Peer review in Structure-based prediction of T cell receptor:peptide-MHC interactions

Peer review process
Decision letter
Author response

Peer review process

This article was accepted for publication as part of eLife's original publishing model.

History

Version of Record published January 20, 2023
Accepted January 5, 2023
Received August 18, 2022
Preprint posted August 6, 2022

Go to the preprint

Decision letter

Michael L Dustin

Reviewing Editor; University of Oxford, United Kingdom
Tadatsugu Taniguchi

Senior Editor; University of Tokyo, Japan
Michael L Dustin

Reviewer; University of Oxford, United Kingdom

Our editorial process produces two outputs: (i) public reviews designed to be posted alongside the preprint for the benefit of readers; (ii) feedback on the manuscript for the authors, including requests for revisions, shown below. We also include an acceptance summary that explains what the editors found interesting or important about the work.

Decision letter after peer review:

Thank you for submitting your article "Structure-based prediction of T cell receptor:peptide-MHC interactions" for consideration by eLife. Your article has been reviewed by 3 peer reviewers, including Michael L Dustin as Reviewing Editor and Reviewer #1, and the evaluation has been overseen by Tadatsugu Taniguchi as the Senior Editor.

The reviewers have discussed their reviews with one another, and the Reviewing Editor has drafted this to help you prepare a revised submission.

Essential revisions:

Please see the comments from each reviewer and the specific recommendations. Please address the points with an emphasis on revisions that will clarify and quantify the strengths of the approach without overstatement and that clarify limitations to identify areas requiring further innovation. Any opportunity to use existing data to check predictions should be prioritised.

Reviewer #1 (Recommendations for the authors):

No specific recommendations. In addition to alanine scans, interesting peptide libraries have been developed by changing key residues to all other residues to look for useful altered peptide ligands. Does this version of α fold do well in predicting known APC series- for altered peptide ligand series for OT1 or 1G4 TCR? This is another limited problem where there are currently labor-intensive experimental approaches that might be accelerated by reliable structural predictions.

Reviewer #2 (Recommendations for the authors):

Bradley has made a bold step forward here. Yes, TCR-pMHC structure predictions are fraught with danger and have historically been treated with healthy scepticism (and rightly so). However, we need to make a foray into this space – the number of paired TCR sequences is increasing exponentially, but the number of unique experimentally determined TCR-pMHC structures has plateaued. This is an issue for the field. While an argument could be easily made that the experimental data set is insufficient and biased (and it is), I cannot see the experimental data set increasing sufficiently in the next decade – thus someone needs to make a tentative, yet credible step in this direction. The manuscript is clearly lacking any experimental validation of novel predictions – and this represents a key weakness – but the manuscript has merits and will stimulate the field.

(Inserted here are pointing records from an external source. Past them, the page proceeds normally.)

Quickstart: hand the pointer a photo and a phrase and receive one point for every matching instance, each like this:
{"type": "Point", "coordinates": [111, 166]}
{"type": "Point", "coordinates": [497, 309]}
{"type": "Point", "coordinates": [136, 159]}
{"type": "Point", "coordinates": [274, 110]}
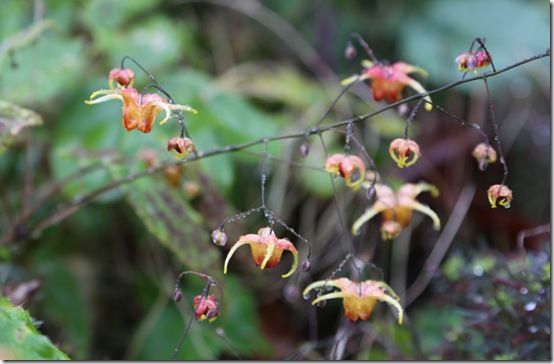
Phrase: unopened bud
{"type": "Point", "coordinates": [350, 51]}
{"type": "Point", "coordinates": [219, 237]}
{"type": "Point", "coordinates": [371, 193]}
{"type": "Point", "coordinates": [177, 295]}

1) One major concern is the extent to which biases within the training data would undoubtedly influence predictions – there is clearly an overrepresentation of TCR ternary complexes for HLA-A*02 and H2-Db, for example. How many 'unique' TCR-pMHC complexes out of the limited data set have been determined and what is the functional definition of unique? I feel a graphic highlighting the bias of the current experimental data set in a class I and class II setting would be worthwhile, and discussions surrounding these limitations would be prudent.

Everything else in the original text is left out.